Peygamberimiz (as) da “Evlenin, nüfusunuzu artırın. Çünkü ben kıyamet gününde diğer ümmetlere karşı sizin çokluğunuzla gurur duyarım.” (Abdurrezzak es-San’ânî, Musannef 6/173) buyurur.
Çocuğum dinsiz imansız olacak şeklindeki bir kaygının yaygınlaşma eğilimi göstermesi neticesinde dindar insanların çocuk sahibi olmamayı tercih etmeleri çok yanlış bir karardır. Çünkü bu, yeni nesilde dindarların sayısının azalmasına sebebiyet verir. Bu ise dinî emir ve yasakların korumayı hedeflediği beş önemli maksattan olan ‘Neslin korunması’ ilkesine de, “Dinin korunması” ilkesine de terstir.
b- Kuran’da geçen bazı dualarda, Allah’tan, göz nuru, namaz kılan, muttakilere imamlık ve rehberlik yapabilecek iyi ve temiz nesillerin istenmesi, hayırlı ve salih nesillerin yetiştirilmesinin ne kadar önemli olduğunun altını çizmektedir. Şüphesiz Allah’ın (cc), dualarda talep edilmesini öğrettiği hususlar, O’nun nezdinde önemli olan hususlardır.
İşte Kur’an’daki bazı dualar:
“Ya Rabbî! Beni de, neslimi de namazı devamlı olarak ve gereğince kılan kullarından eyle! Duamı kabul buyur Ya Rabbi!” (İbrahim, 40)
“Ey keremi bol Rabbimiz! Bize gözümüzün, gönlümüzün süruru olacak temiz eşler ve nesiller ihsan eyle, bizi müttakilere önder eyle!” (Furkan, 25)
“Ya Rabbî, bana Senin tarafından tertemiz, hayırlı zürriyet ihsan eyle! Şüphesiz ki Sen duaları işitip icabet edersin.” (Al-i İmran, 38)
Dolayısıyla bir mümin için doğru olan şey kendi duygu düşünce ve hislerinden ziyade Allah’ın (cc) muradı olmalıdır.

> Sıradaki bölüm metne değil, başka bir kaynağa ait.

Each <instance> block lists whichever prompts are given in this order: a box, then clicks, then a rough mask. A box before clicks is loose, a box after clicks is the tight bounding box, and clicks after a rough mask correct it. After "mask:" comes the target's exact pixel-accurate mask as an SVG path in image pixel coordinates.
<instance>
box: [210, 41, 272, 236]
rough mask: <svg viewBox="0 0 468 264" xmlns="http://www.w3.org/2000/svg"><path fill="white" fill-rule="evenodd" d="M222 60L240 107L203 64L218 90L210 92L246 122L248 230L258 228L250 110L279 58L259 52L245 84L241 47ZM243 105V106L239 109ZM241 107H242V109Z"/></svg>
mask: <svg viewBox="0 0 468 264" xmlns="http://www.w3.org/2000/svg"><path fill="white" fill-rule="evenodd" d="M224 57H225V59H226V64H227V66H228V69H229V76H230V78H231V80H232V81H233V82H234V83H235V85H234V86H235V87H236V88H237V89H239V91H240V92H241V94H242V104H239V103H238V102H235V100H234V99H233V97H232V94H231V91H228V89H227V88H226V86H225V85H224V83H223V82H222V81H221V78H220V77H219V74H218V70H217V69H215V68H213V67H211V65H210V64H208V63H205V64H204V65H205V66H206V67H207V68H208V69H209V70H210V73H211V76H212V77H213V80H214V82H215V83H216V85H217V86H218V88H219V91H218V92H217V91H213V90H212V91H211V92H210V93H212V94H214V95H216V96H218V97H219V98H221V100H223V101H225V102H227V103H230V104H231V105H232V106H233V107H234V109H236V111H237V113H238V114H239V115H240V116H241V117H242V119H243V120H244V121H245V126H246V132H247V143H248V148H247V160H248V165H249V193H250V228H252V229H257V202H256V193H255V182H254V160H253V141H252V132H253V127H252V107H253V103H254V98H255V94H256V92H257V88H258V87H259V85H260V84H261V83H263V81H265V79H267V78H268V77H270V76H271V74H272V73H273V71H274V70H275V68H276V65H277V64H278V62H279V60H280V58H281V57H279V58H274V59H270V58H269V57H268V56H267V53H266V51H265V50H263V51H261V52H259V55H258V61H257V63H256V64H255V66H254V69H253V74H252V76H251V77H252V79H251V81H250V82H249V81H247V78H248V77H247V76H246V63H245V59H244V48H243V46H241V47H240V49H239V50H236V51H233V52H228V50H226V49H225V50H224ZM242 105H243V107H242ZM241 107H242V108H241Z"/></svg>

c- Çocuk dünyaya geldiği zaman 0-4, genellikle de 0-6 yaşına kadar anne baba, yuva ve aile çevresinde neşet eder. Bu dönem, çocuğun şuuraltı kazanımları açısından bütün hayatını şekillendirecek temel duygu düşünce ve davranış biçimlerinin temelinin atıldığı bir dönemdir. Sorumluluk sahibi bir anne baba bu dönemde sergileyecekleri fedakârca çaba ile dinî duygu düşünce adına iyi bir temel atabilirler. Peygamber Efendimiz (as):
“Her çocuk İslam fıtratı üzere doğar. Sonra annesi babası onu Yahudileştirir Hıristiyanlaştırır veya Mecusileştirir.” (Buhârî, cenâiz 80, 93, tefsîru sûre (30) 1, kader, 3; Müslim, kader 22-25)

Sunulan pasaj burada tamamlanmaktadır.